Dr. Ethel Bayer Santos is a FAPESP Young Investigator Fellow working at the Department of Microbiology at the University of Sao Paulo. She completed her PhD in 2013 under the supervision of Prof. Jose Franco da Silveira at the Federal University of Sao Paulo and Prof. Igor C. Almeida at the University of Texas at El Paso, studying the secretion pathways of the protozoan parasite Trypanosoma cruzi. She moved to Imperial College London to work as a postdoctoral fellow in the group of Prof. David W. Holden and identified the molecular mechanism of the Salmonella T3SS effector that suppresses T cell activation via MHCII downregulation. Ethel returned to Brazil and joined the group of Prof. Chuck Farah at the University of Sao Paulo where she characterized the function of the anti-amoeba Xanthomonas citri T6SS and the antibacterial Stenotrophomonas maltophilia T4SS. In 2018, Dr. Bayer Santos became a FAPESP Young Investigator and joined the Laboratory of Protein Structure and Evolution (LEEP), led by Prof. Cristiane Rodrigues Guzzo Carvalho and Prof. Robson Francisco de Souza, to start her own research group focused on the characterization of Salmonella spp. T6SS effectors.

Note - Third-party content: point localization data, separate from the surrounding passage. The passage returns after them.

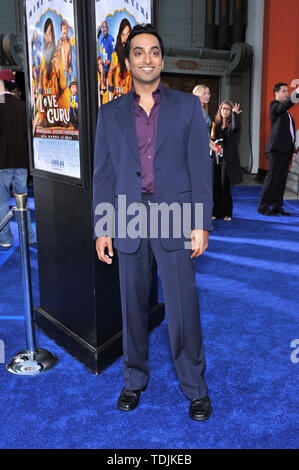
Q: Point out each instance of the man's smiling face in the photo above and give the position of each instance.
(145, 59)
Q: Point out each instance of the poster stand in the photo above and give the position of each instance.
(80, 305)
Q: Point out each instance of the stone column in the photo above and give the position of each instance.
(210, 28)
(224, 29)
(239, 22)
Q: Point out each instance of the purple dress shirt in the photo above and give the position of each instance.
(146, 129)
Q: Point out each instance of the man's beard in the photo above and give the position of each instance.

Bacterial secretion systems are versatile structures that can secrete proteins into prokaryotic and eukaryotic cells. Many pathogenic bacteria rely on secretion systems to modulate host responses or to defend themselves against competing species and environmental predators. The type VI secretion system (T6SS) is a dynamic contractile weapon evolutionarily related to bacteriophage tails that delivers protein effectors into diverse cellular types, including rival bacteria and eukaryotic cells. This pool of secreted T6SS effectors represents a great reservoir of proteins with an unexpected broad range of biochemical activity. Antibacterial effectors are natural antimicrobials that bacteria have evolved over millions of years to effectively kill competitors, and effectors with anti-eukaryotic activities usually work against environmental amoeba predators and phagocytes of the immune system of vertebrate hosts, revealing conserved mechanisms of manipulation of cellular functions.

Salmonella species comprise a group of closely related organisms that exhibit different host specializations. Salmonella genus is divided into two species, S. bongori and S. enterica, with the later subdivided into ten subspecies and hundreds of serovars. These bacteria can be isolated from diverse environments and a wide range of hosts such as mammals, birds, reptiles, and plants. Human Salmonella infections are divided into diseases caused by typhoidal or non-typhoidal Salmonella (NTS). NTS disease is normally associated with zoonotic domesticated animals that are Salmonella reservoirs, with little or no sustained human-to-human transmission. However, invasive lineages of NTS have emerged in countries in sub-Saharan Africa, frequently associated with HIV infection. Salmonella species are high on the WHO priority list of pathogens that are critical for their growing antimicrobial resistance and Dr. Bayer-Santos´s group is using them as models to perform a systematic search and characterization of new T6SS effectors.